Stansbury also notes that the falling oil price flows through to electricity markets as so many LNG cargoes are linked to oil prices, driving down fossil fuel-based power prices relative to renewable based power prices.
Michel Salden, Senior Portfolio Manager, Vontobel Asset Management, is also pessimistic about the fortunes of renewable energy in a persistent low oil price environment. He said on Monday: “A lower oil price will stall the green revolution in the world. Energy-consuming economies like China, EU, Japan and other emerging markets will rush to exploit a period of cheap oil and gas and likely shift to cheap fuel consumption instead of renewables.”

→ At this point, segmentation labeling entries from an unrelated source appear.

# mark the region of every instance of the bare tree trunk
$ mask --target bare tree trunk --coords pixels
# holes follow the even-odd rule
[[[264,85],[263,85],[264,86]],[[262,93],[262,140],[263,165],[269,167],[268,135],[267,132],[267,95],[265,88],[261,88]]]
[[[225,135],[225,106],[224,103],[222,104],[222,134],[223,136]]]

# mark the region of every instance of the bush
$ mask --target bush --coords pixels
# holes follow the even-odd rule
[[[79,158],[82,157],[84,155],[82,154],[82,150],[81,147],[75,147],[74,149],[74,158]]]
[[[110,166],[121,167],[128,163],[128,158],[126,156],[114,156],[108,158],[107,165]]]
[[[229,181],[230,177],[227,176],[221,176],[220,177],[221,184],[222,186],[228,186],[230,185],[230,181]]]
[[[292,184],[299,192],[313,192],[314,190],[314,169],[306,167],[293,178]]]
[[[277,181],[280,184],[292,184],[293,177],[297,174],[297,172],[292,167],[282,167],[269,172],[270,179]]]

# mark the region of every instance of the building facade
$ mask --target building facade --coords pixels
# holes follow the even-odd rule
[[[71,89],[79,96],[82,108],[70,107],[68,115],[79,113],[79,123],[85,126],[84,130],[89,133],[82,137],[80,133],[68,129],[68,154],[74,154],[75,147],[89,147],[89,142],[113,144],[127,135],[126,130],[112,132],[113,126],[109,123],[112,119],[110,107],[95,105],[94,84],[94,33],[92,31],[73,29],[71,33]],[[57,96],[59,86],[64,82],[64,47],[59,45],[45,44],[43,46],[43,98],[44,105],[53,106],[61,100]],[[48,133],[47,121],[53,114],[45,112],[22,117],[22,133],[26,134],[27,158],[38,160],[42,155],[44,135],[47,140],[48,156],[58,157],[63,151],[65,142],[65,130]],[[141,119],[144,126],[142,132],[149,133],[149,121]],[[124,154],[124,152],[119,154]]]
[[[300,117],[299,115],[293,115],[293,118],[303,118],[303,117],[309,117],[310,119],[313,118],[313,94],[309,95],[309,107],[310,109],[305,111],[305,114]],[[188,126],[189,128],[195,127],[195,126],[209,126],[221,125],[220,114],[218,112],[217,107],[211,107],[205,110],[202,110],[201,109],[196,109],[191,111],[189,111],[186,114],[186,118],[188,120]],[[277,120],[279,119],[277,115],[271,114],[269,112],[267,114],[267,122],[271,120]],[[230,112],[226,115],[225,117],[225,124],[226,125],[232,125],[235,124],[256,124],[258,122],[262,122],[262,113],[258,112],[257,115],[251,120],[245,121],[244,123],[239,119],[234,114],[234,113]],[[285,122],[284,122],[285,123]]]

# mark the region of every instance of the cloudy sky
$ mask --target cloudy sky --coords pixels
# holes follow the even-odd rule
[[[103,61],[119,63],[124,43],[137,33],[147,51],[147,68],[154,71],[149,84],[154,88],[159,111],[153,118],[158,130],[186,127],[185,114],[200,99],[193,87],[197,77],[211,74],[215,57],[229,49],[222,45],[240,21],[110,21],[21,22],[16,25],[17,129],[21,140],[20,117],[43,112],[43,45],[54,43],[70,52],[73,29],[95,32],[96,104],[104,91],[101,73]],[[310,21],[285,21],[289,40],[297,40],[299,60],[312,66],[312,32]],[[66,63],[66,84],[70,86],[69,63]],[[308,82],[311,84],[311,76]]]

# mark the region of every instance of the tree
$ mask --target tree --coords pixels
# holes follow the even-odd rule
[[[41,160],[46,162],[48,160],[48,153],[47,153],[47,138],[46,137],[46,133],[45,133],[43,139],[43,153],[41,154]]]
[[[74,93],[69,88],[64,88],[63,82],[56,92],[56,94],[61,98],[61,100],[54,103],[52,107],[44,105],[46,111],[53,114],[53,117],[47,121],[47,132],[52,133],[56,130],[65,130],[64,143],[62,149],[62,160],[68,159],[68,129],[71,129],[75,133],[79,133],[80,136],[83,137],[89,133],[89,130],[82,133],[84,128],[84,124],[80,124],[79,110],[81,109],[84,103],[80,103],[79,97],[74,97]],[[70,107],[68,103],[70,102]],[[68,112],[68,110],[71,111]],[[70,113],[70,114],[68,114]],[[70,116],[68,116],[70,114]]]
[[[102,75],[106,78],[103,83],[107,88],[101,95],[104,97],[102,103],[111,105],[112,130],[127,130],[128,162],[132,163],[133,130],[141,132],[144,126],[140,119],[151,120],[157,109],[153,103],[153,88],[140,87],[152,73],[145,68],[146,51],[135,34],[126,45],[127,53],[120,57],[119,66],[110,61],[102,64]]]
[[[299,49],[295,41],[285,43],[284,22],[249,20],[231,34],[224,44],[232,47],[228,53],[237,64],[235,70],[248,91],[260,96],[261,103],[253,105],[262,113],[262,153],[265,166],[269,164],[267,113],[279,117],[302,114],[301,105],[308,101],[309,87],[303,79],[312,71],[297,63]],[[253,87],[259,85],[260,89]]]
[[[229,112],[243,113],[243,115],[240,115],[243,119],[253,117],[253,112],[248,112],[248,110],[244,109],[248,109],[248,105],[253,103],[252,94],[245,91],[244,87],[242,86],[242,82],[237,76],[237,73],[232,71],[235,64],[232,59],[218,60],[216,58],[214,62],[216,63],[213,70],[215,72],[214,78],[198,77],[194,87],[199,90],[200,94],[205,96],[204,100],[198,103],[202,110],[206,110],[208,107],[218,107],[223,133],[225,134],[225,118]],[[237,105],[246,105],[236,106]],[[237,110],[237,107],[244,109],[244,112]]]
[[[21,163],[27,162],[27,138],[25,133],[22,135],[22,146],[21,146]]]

But others say lower oil prices could have advantages if people think creatively.
Nick Spencer, a consultant with Gordian Advice, thinks governments could take advantage of lower oil prices to bring in higher carbon taxes: “It would come in at no higher price than oil used to be. And you would also retain the benefit of the economic incentive to reduce consumption.”
And Mike Clark at Ario Advisors, says the oil price war could be used as a trigger for interesting conversations about real world risks and strategic asset allocation for asset owners – an emerging field in development.